The U.S. Supreme Court on Monday cleared the way for Liberty University’s lawsuit against the health care overhaul to proceed. The Fourth U.S. Circuit Court of Appeals had declined to hear the case, saying it would be premature and citing a federal law -- the Anti-Injunction Act -- that prohibits lawsuits against taxes that have not yet taken effect.
That was before the United States Supreme Court upheld the Affordable Care Act, preserving President Obama’s chief domestic achievement by ruling that the federal government has the authority to require all Americans to obtain health insurance. Liberty University has pressed its case since then, saying the high court’s ruling has changed the landscape.
The Obama administration did not challenge that notion, and the Supreme Court moved the process forward on Monday by granting Liberty University’s petition for a rehearing of the case.
Liberty University’s lawsuit reprises the argument that Affordable Care Act’s individual mandate is constitutional.
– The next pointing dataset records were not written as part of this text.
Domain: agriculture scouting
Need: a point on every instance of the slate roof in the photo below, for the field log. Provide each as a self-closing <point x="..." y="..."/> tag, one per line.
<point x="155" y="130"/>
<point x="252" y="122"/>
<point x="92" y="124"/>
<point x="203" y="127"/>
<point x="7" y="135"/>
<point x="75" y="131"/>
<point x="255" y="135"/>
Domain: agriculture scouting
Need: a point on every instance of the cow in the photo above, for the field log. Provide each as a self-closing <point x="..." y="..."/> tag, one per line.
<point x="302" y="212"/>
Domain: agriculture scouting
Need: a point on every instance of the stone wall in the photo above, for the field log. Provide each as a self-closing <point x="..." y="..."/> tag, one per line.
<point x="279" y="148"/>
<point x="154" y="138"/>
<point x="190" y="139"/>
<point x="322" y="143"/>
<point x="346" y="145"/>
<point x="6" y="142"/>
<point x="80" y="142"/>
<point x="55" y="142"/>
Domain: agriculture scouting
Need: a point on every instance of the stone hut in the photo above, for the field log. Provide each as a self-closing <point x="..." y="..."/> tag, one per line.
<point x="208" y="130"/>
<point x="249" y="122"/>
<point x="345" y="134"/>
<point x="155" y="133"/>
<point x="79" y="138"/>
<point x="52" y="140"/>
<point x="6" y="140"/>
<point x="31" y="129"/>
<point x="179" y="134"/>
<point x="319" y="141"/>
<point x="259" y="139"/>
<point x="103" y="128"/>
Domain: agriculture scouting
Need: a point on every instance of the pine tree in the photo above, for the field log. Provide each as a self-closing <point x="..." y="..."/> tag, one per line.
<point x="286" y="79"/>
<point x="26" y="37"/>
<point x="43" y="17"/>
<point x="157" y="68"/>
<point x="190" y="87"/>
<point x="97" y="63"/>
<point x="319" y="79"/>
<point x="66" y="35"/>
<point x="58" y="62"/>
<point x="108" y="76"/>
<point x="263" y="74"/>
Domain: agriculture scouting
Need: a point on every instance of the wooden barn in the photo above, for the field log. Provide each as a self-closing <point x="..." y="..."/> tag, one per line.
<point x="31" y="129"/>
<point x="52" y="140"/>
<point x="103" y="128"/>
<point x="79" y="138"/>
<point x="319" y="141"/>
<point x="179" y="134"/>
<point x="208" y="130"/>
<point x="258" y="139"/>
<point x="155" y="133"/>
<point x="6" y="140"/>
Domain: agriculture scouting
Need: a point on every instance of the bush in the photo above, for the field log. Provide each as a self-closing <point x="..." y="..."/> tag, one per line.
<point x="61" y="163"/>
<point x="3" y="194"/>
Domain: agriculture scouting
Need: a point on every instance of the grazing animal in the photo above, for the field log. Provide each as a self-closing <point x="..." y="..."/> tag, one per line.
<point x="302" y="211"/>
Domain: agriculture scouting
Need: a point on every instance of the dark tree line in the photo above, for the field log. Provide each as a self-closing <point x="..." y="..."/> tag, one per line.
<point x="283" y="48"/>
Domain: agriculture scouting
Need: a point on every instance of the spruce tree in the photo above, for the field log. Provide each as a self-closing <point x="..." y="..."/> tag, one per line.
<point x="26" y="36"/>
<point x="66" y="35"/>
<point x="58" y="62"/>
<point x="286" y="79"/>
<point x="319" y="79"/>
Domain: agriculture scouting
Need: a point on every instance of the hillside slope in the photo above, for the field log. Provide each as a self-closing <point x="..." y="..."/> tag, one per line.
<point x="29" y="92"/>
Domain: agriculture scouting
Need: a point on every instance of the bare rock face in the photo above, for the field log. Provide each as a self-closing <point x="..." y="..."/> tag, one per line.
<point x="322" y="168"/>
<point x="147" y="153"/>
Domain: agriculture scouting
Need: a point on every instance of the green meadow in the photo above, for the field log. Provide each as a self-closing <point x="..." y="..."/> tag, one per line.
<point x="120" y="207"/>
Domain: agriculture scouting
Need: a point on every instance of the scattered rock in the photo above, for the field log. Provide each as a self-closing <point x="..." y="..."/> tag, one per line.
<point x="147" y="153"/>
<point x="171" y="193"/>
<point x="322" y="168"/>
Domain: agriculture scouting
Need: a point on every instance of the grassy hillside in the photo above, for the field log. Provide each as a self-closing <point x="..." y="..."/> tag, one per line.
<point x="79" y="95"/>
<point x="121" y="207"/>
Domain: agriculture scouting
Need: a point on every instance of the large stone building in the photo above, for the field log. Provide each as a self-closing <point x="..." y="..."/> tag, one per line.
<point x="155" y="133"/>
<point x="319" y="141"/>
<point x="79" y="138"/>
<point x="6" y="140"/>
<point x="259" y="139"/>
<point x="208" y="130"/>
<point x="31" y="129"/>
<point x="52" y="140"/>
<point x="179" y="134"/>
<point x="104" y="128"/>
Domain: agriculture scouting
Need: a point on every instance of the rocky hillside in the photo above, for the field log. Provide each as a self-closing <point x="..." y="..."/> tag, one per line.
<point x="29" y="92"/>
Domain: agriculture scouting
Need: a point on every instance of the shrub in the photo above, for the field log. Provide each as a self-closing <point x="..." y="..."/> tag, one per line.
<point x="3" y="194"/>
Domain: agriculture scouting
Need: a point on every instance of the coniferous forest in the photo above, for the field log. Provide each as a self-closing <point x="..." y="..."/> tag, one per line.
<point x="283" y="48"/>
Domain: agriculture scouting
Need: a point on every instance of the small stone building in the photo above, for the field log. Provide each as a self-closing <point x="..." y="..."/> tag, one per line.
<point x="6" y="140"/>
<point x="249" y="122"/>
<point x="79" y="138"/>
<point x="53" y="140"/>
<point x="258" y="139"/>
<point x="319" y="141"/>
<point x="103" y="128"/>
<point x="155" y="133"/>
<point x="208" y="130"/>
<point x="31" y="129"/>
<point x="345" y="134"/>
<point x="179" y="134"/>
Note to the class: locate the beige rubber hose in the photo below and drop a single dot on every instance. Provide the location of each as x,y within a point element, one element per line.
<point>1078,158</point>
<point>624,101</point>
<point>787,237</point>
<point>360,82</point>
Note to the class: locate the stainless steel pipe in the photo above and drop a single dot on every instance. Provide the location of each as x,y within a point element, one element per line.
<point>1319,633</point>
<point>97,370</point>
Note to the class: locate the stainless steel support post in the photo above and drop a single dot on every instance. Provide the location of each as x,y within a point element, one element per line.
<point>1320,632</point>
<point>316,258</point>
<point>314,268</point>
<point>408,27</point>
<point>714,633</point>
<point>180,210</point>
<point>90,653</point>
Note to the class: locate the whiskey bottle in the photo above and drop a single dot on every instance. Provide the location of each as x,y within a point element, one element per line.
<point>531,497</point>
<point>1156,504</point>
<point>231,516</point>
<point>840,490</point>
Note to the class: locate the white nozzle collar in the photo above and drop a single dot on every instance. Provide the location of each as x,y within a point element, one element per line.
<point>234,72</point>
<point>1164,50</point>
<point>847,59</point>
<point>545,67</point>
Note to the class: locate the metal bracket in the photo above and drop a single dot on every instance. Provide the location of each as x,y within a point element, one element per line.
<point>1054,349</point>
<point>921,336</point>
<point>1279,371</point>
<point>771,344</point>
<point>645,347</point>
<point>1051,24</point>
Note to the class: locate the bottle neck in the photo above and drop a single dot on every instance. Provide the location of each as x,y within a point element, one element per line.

The Supreme Court disagreed with that contention in June of 2011, finding that the individual mandate fell within the federal government’s power to tax.
Liberty University v. Geithner also takes on a provision of the law requiring businesses with more than 50 employees to provide health insurance. The Virginia university's initial complaint warned that the law's employer insurance mandate, which requires plans to cover birth control, would mean the university "cannot protect their sincerely held religious beliefs against facilitating, subsidizing, easing, funding or supporting abortions."